F.Bahçe'nin tek kale oynadığı bir ilk yarı izledik. Ancak ofansif girişimler alışılmış biçimde plansız, programsız ve etkisizdi. Baskıda üretkenlik şansı duran toplara, karambollere ve Caner'in kavisli ortalarına kalmıştı. Hücumlarda riskli anlayış, aşırı acelecilik oyun düzeni oturmayan bir takımda büyük handikap teşkil eder. 9. dakikada bir takım 50 metre genişlikte yakalanıp, bir kontratak golü yemez. Bunun hiçbir teknik mazereti olamaz.
F.Bahçe yoğun baskısına ikinci yarıda artırarak devam etti ama kapalı savunmayı açacak hiçbir varyasyon yapılamadı. F.Bahçe ile ilgili analizlerimdeki haklılığım dün gece bir kere daha ortaya çıktı. F.Bahçe'nin santrforu yok diye defalarca vurguladım. Thiam, Valencia, Samatta ve Cisse'den gram fayda yok. Hepsi fiziki açıdan tükenmiş oyuncular. Mesut transfer edildiğinde şöyle bir görüş paylaştım; 10 ay futboldan uzak kalmışsan, fizik olarak iyi duruma gelmen çok zaman alır. Ayrıca takımda Mesut'un yetenekleri için fırsat verecek bir forvet tipi de yok. İşte bu da dün gece ortaya çıktı. Sonuçta F.Bahçe, öyle bir yara aldı ki fikstür zorluğu ve takımın olumsuz gidişatına baktığımızda bu kayıp pek onarılacak gibi görünmüyor. Erol Bulut o kadar teknik adam yanlışları yapıyor ki, hangisini anlatalım? Oyuncu değişiklikleri hatalı. Artık oksijeni bitmiş Mesut varken takımın en savaşçısı ve hırslısı Caner'i çıkardı. Sonra F.Bahçe çok kritik bir frikik kazanıyor, Mesut'un yanında yine çok önemli frikik ustası Sosa var, Valencia atıyor. İyi ki bir maçta, bir frikik golü attı.

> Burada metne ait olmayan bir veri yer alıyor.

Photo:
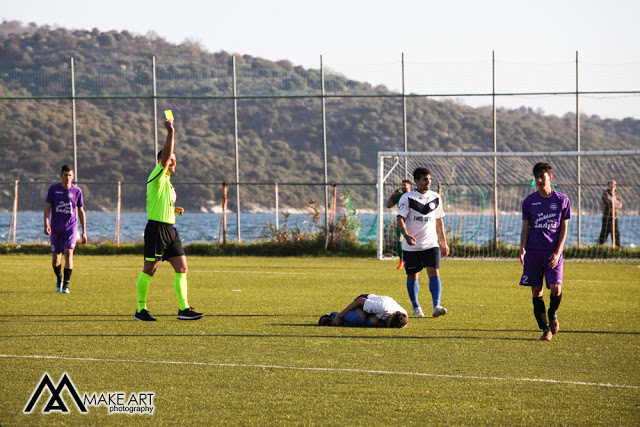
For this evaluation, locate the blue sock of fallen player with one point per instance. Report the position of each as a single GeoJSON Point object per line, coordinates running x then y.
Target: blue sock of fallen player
{"type": "Point", "coordinates": [435, 286]}
{"type": "Point", "coordinates": [413, 288]}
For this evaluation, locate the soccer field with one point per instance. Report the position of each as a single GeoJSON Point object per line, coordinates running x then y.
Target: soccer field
{"type": "Point", "coordinates": [258, 358]}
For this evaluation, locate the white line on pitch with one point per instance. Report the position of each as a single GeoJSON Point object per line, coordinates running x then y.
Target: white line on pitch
{"type": "Point", "coordinates": [302, 368]}
{"type": "Point", "coordinates": [190, 270]}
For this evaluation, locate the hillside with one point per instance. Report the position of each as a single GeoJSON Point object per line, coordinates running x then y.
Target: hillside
{"type": "Point", "coordinates": [280, 138]}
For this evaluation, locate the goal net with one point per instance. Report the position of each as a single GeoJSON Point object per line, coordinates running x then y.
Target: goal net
{"type": "Point", "coordinates": [482, 193]}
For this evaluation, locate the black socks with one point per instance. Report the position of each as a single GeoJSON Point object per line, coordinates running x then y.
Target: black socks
{"type": "Point", "coordinates": [540, 313]}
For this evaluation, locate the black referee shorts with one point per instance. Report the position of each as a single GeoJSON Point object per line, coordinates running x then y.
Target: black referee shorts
{"type": "Point", "coordinates": [161, 241]}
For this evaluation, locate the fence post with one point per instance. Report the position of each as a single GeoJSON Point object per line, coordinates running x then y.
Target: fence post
{"type": "Point", "coordinates": [495, 159]}
{"type": "Point", "coordinates": [155, 110]}
{"type": "Point", "coordinates": [404, 121]}
{"type": "Point", "coordinates": [118, 213]}
{"type": "Point", "coordinates": [14, 215]}
{"type": "Point", "coordinates": [324, 139]}
{"type": "Point", "coordinates": [223, 224]}
{"type": "Point", "coordinates": [579, 158]}
{"type": "Point", "coordinates": [73, 116]}
{"type": "Point", "coordinates": [235, 126]}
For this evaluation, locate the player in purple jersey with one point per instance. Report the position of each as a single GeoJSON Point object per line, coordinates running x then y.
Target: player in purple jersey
{"type": "Point", "coordinates": [62, 201]}
{"type": "Point", "coordinates": [545, 219]}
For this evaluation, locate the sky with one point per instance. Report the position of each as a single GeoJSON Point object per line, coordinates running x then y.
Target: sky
{"type": "Point", "coordinates": [448, 46]}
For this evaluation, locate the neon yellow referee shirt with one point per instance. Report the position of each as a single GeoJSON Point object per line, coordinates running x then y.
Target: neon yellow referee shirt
{"type": "Point", "coordinates": [161, 197]}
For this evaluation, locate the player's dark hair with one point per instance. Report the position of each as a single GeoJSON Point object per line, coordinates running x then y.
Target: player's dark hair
{"type": "Point", "coordinates": [398, 320]}
{"type": "Point", "coordinates": [542, 167]}
{"type": "Point", "coordinates": [420, 172]}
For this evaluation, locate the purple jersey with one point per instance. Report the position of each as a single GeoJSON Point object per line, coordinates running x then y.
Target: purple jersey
{"type": "Point", "coordinates": [63, 207]}
{"type": "Point", "coordinates": [544, 215]}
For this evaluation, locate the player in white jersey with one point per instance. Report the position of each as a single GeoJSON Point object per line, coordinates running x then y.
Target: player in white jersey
{"type": "Point", "coordinates": [419, 219]}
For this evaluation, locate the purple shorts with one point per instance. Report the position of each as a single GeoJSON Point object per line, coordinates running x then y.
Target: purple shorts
{"type": "Point", "coordinates": [536, 268]}
{"type": "Point", "coordinates": [63, 240]}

Göztepe çok iyi mücadele edip, çok iyi savunma yaptı. Yalnız Halil'in işi bitirecek pozisyondaki egoistliği de affedilecek gibi değil. En çok Atınç'ı beğendim. Ünal Karaman'a da tek eleştirim; hiçbir şey yapmayan Jahovic'e 74 dakika sabretmesiydi.